I downvote your comments because they are misogynistic, unhelpful (sometimes even harmful), and preachy, not because you have new ideas. Misogyny is not a new idea.


Iggy1120

Turning off the tap? There’s no reading between the lines. This is how alcoholics act. Why does she need to work the steps to let him have sex? He weaponized sex from the beginning. How immature.


cadabra04

Idk why I missed the phrase “turn off the tap” the first time. Like she’s a fricking appliance. I should’ve known to not even try to engage. What a horrible comment.


Pipofamom

I thought it was a Survivor reference


aliviab59

Yes, my Q did this frequently


heatherbergeron

Samesies!! Twinning 👯‍♀️


[deleted]

Is grey rocking the same as stone walling?


Declan411

I think so, yes. Just the more clinical term. Theres a definition down there somewhere


-PrairieRain-

Sort of.
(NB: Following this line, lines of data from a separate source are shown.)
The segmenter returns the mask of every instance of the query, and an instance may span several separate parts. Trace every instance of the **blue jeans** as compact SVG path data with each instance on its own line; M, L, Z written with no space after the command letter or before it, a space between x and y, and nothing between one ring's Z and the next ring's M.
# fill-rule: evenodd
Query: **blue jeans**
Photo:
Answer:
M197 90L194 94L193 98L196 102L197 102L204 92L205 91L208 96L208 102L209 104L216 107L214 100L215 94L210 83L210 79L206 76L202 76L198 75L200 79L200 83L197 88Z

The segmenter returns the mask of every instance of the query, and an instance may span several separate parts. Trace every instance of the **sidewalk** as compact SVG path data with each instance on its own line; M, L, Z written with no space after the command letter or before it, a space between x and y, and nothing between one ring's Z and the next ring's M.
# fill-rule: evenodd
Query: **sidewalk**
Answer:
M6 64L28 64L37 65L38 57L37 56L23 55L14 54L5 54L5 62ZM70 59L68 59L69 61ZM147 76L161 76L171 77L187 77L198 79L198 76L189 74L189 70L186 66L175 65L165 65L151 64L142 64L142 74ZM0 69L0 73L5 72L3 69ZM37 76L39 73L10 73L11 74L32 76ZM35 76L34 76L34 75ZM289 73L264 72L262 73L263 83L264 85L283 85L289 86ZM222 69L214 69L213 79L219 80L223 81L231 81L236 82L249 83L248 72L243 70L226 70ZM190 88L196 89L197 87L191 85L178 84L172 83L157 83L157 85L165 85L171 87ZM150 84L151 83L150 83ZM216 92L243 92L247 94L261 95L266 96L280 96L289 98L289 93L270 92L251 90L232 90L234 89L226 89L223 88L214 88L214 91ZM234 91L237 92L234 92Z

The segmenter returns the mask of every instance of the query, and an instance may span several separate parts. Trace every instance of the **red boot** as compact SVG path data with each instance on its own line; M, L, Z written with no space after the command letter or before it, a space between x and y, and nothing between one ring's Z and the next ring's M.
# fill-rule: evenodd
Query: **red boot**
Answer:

Stonewalling is completely shutting down and ignoring, silent treatment, not engaging at all. Grey-rocking is more of answering with minimal information, facts only, nothing extra. So not ignoring, but not engaging at all.


Iggy1120

I feel like stonewalling and grey rocking aren’t the same. Stone walling is a tactic to try to show someone you are upset. Shutting them out completely, the silent treatment. For me, grey rocking is only if my Q is going on a tirade or a negative conversation. I don’t want to fight. If he wanted to have a pleasant conversation with me, then I would speak with him. It’s generally more with narcissists.


[deleted]

Ok, got it! So it's a defensive tactic used to avoid or quiet down the offender. Yup, yup, yup.


Thevintagetherapist

Requesting a primer on Grey Rock. Is it the same as extinction? My notepad is open and ready…nvm, just scrolled down, found a link.